Saint-Bernard
Géant placide au salivage important, dont la croissance doit être rigoureusement encadrée.
- Espèce
- Chien
- Gabarit
- Très grand
- Poids adulte
- 64 à 82 kg
- Pelage
- Poil mi-long
- Longévité
- 10 à 15 ans
- Entretien
- Soutenu
Cette fiche décrit des repères d’espèce et de morphologie, pas un diagnostic. Le tempérament et la santé d’un individu dépendent avant tout de sa lignée, de sa socialisation et de son suivi vétérinaire.

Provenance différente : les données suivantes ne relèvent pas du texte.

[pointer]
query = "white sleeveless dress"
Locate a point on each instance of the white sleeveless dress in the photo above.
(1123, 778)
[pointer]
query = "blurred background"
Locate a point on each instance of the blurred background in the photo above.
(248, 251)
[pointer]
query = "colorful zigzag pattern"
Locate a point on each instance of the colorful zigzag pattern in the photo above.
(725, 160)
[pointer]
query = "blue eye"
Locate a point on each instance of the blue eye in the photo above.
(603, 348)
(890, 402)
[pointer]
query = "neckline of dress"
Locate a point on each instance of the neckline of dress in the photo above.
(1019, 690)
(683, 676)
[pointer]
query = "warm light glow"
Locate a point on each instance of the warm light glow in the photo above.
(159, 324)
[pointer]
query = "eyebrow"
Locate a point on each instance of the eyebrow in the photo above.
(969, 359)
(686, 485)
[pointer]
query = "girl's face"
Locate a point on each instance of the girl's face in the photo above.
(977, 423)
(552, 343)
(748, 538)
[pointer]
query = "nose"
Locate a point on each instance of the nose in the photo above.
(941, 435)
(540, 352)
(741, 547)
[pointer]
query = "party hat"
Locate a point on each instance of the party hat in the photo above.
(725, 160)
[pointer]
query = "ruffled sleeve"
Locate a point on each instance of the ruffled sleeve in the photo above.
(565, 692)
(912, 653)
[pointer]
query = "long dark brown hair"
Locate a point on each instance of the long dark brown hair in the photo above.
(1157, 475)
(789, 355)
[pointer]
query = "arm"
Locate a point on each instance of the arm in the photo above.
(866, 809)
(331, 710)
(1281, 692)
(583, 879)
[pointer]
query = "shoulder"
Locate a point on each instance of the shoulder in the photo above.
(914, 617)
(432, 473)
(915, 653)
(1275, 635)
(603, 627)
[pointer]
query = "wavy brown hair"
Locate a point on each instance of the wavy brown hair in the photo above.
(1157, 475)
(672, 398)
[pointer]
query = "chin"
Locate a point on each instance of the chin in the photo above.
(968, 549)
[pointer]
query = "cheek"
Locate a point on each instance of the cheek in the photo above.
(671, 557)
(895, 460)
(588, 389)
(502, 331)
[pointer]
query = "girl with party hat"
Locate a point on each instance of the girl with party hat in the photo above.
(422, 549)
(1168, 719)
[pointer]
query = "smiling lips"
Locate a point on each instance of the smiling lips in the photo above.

Ce que cette race demande au quotidien
Son très grand format engage tout : coût alimentaire, transport, matériel, et frais vétérinaires proportionnels au poids. Son besoin d’activité est modeste : quelques sorties ou séances de jeu courtes suffisent, et l’excès d’exercice lui est plus nuisible que l’inverse.
- des sorties quotidiennes qui permettent de marcher, renifler et explorer
- une alimentation ajustée à l’âge, au gabarit et à l’activité réelle
- des apprentissages fondés sur la récompense, sans douleur ni intimidation
- un lieu de repos calme et une routine prévisible
Le pelage et les soins courants
L’entretien du pelage est un engagement réel : brossage fréquent, parfois quotidien, et passages en toilettage à budgéter dès le départ.
- le poids : l’excès de poids aggrave articulations, cœur et respiration
- les dents, les oreilles et les griffes, à contrôler régulièrement
- la prévention parasitaire et le calendrier vaccinal, avec le vétérinaire
Les points de vigilance liés à la morphologie
MyArk présente les prédispositions par morphologie constatable plutôt que par liste de maladies : c’est ce qui est vérifiable de l’extérieur et directement actionnable au moment de choisir un élevage.
Très grand gabarit
La croissance doit être lente et encadrée par une alimentation adaptée aux grandes races : une croissance trop rapide fragilise durablement les articulations. L’espérance de vie est plus courte et le passage en senior plus précoce, dès six à sept ans.
Plis cutanés marqués
Les replis retiennent l’humidité et favorisent les dermatites. Un nettoyage et un séchage réguliers des plis, notamment faciaux, font partie de la routine de soin — pas d’un traitement exceptionnel.
Sensibilité à la chaleur
Sorties tôt le matin ou tard le soir en été, ombre et eau toujours accessibles. Un animal qui halète intensément et refuse d’avancer doit être rafraîchi immédiatement et vu par un vétérinaire.
Est-ce le bon animal pour votre foyer ?
Le chien est un animal social qui supporte mal les longues journées de solitude : le vrai critère n’est pas la race, mais le temps disponible.
Trouver un élevage
Consultez les élevages inscrits sur MyArk pour cette espèce et cette race. Une candidature n’est ni une réservation ni une attribution : elle ouvre un échange avec l’éleveur.
Saint-Bernard : les réponses directes
Quel est le caractère du Saint-Bernard ?
Géant placide au salivage important, dont la croissance doit être rigoureusement encadrée.
De combien d’activité a besoin cette race de chien ?
Son besoin d’activité est modeste : quelques sorties ou séances de jeu courtes suffisent, et l’excès d’exercice lui est plus nuisible que l’inverse.
Quels points de santé surveiller chez le Saint-Bernard ?
La croissance doit être lente et encadrée par une alimentation adaptée aux grandes races : une croissance trop rapide fragilise durablement les articulations. L’espérance de vie est plus courte et le passage en senior plus précoce, dès six à sept ans.
Le Saint-Bernard convient-il à un foyer avec de jeunes enfants ?
Possible avec des règles claires des deux côtés et une supervision systématique des interactions.
Comment cette fiche est construite
Les fiches de l’encyclopédie MyArk sont générées à partir d’attributs structurés — gabarit, pelage, besoin d’activité, niveau d’entretien et morphologies particulières — et non rédigées au cas par cas. Chaque affirmation est donc rattachée à une donnée identifiable, et corrigible.
Les besoins et les signes d’alerte proviennent du socle de l’espèce, commun à toutes ses races. Les points de vigilance santé sont exprimés par morphologie : ils décrivent des contraintes physiques constatables, pas des diagnostics. Pour les maladies héréditaires et les tests de dépistage propres à une lignée, l’interlocuteur pertinent reste l’éleveur puis le vétérinaire.